Pelletier sonrió con ironía.

– Puesto que Esclarmonda va a acompañarte, Alaïs, estoy convencido de que el libro estará a salvo si permanece un poco más de tiempo en su poder.

– No pretendía sugerir…

Pelletier dio unas palmaditas sobre el bolsillo oculto bajo su capa.

– El libro de Simeón, en cambio…

Metió una mano bajo la capa y extrajo la funda de piel de cordero que Alaïs había visto brevemente en Béziers, cuando Simeón se la había entregado a su padre.

– Llévalo al castillo.
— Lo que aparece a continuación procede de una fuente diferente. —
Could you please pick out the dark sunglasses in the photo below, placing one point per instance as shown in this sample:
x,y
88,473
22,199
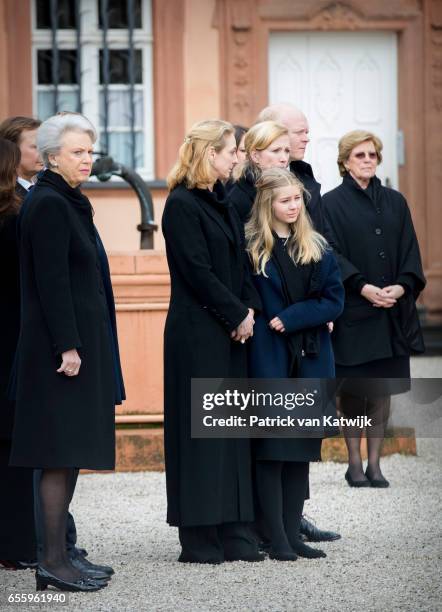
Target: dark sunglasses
x,y
363,155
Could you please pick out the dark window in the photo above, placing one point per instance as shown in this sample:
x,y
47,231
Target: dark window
x,y
67,67
117,13
119,66
65,15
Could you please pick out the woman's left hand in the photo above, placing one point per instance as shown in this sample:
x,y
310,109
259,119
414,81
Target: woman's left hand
x,y
277,325
392,291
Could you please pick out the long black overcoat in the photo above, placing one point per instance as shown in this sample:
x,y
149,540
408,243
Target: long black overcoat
x,y
303,171
62,421
17,534
372,233
208,480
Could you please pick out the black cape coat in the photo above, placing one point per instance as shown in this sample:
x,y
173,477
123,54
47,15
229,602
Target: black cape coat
x,y
373,236
62,421
209,481
303,171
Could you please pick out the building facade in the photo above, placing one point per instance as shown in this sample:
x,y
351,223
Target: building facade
x,y
145,70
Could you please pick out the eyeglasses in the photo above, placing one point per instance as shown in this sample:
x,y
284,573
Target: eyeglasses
x,y
363,155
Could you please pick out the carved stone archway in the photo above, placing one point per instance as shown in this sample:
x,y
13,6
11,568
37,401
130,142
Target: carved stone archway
x,y
245,26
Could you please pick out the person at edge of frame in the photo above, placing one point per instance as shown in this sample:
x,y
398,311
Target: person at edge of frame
x,y
23,132
78,377
17,533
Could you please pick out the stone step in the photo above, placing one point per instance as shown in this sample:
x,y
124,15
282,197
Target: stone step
x,y
141,449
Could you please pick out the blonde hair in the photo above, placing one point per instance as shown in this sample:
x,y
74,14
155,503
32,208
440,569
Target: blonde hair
x,y
193,166
352,139
304,244
258,138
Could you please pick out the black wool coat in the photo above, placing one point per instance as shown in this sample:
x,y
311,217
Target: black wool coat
x,y
17,534
9,316
209,481
303,171
242,195
373,236
62,421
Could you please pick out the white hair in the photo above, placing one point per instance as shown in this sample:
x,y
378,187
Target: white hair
x,y
276,112
51,132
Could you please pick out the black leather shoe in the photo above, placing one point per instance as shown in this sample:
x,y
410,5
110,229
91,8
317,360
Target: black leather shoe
x,y
282,555
377,483
183,558
252,558
312,534
87,565
356,483
18,565
89,571
43,579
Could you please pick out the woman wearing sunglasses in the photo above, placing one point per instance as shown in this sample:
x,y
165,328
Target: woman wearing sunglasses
x,y
371,230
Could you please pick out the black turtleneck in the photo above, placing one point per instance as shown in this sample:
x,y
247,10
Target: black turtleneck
x,y
243,194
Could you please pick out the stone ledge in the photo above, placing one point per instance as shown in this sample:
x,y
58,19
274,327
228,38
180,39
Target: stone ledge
x,y
141,449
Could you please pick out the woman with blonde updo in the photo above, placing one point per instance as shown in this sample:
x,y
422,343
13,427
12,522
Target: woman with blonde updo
x,y
297,278
267,145
211,316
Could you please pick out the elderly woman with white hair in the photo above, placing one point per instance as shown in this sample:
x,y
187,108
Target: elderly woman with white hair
x,y
68,375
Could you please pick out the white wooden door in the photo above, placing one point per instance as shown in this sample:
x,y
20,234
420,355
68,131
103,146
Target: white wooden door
x,y
342,81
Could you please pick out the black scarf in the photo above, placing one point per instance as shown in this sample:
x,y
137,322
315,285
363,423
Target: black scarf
x,y
299,282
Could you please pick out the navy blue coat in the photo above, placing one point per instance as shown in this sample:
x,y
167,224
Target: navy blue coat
x,y
270,354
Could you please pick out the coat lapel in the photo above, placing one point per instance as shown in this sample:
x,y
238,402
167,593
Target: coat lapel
x,y
216,216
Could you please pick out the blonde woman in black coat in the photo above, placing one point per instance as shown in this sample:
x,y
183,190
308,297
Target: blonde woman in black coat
x,y
66,376
371,229
211,316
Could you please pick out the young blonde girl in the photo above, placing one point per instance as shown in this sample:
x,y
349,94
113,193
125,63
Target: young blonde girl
x,y
298,280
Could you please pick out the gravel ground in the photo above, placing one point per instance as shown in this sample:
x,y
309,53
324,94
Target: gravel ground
x,y
389,557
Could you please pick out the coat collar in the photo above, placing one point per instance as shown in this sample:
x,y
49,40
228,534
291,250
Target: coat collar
x,y
372,190
57,182
216,204
247,184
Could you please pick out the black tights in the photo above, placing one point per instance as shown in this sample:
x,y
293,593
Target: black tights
x,y
378,409
55,492
281,487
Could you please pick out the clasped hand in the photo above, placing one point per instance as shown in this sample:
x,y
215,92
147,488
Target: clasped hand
x,y
245,328
382,298
70,363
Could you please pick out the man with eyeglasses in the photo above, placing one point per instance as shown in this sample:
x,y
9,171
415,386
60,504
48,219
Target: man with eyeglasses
x,y
296,123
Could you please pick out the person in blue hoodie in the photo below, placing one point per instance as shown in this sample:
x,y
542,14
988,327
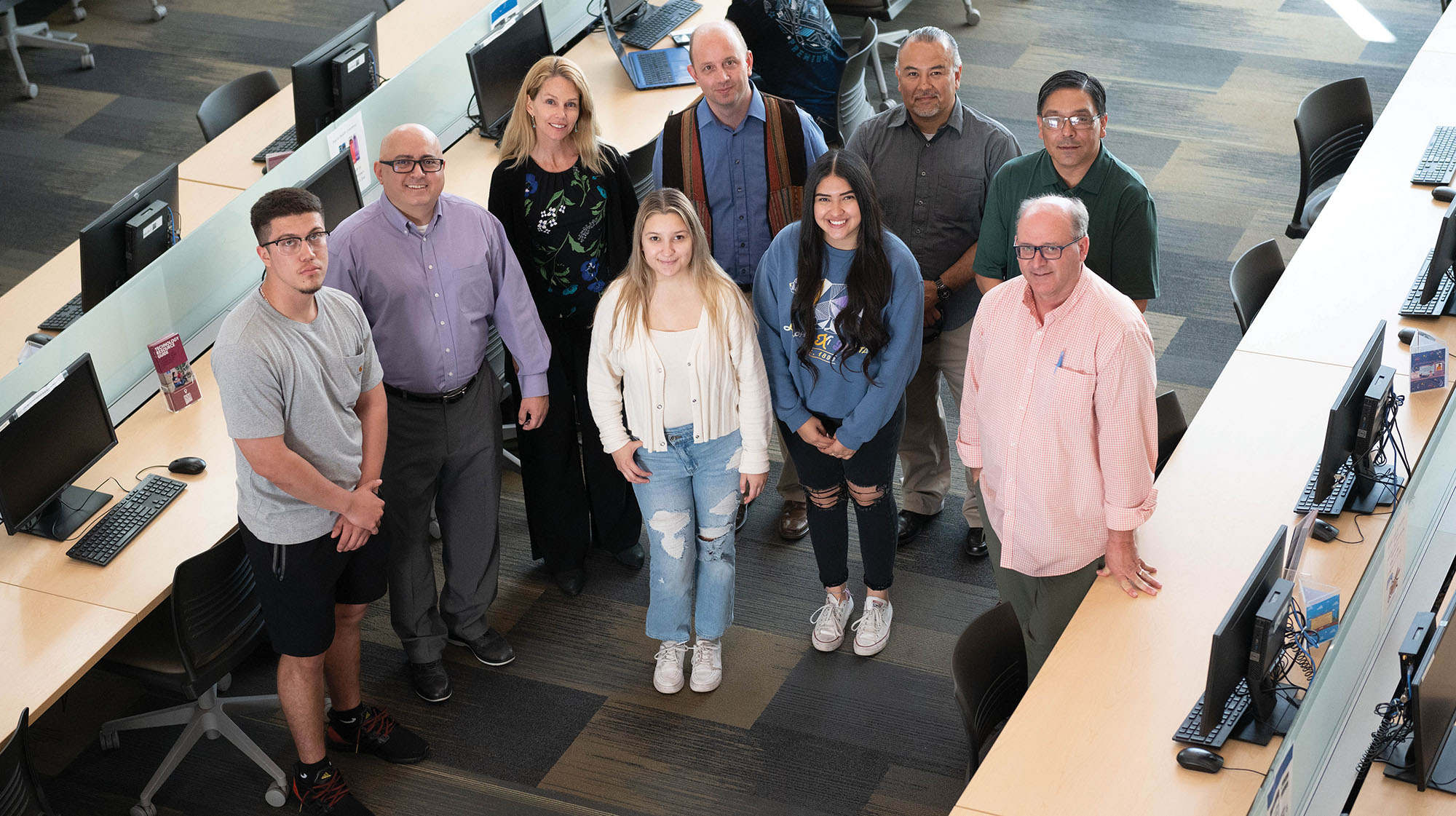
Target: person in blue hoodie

Cóselo al forro de tu capa de viaje. Después iré a buscar el Libro de las palabras.

Alaïs cogió el libro, lo metió en su bolsa y levantó la vista hacia su padre.

– Gracias, paire, por depositar en mí vuestra confianza.

Pelletier se sonrojó. Trabajosamente, Sajhë se puso en pie.

– Yo me aseguraré de que dòmna Alaïs llegue a casa sana y salva -dijo, y todos se echaron a reír.

– Será mejor que así sea, gent òme -repuso Pelletier, golpeándole amigablemente la espalda-. Todas nuestras esperanzas reposan sobre sus hombros.

– Veo en ella tus cualidades -dijo Simeón, mientras se dirigían andando a las puertas que conducían de Sant Miquel a la judería-. Es valiente, empecinada, leal. No se da por vencida fácilmente. ¿También se parece a ti tu hija mayor?

– Oriane ha salido más a su madre -se apresuró a responder el senescal-. Tiene el físico y el temperamento de Marguerite.

– Suele suceder. A veces un hijo se parece al padre y otras veces a la madre. -Hizo una pausa-. Tengo entendido que está casada con el escrivan del vizconde Trencavel…

Pelletier suspiró.

– No es un matrimonio feliz. Congost no es joven, y es intolerante con la forma de ser de ella. Pero ocupa un lugar destacado dentro de la casa.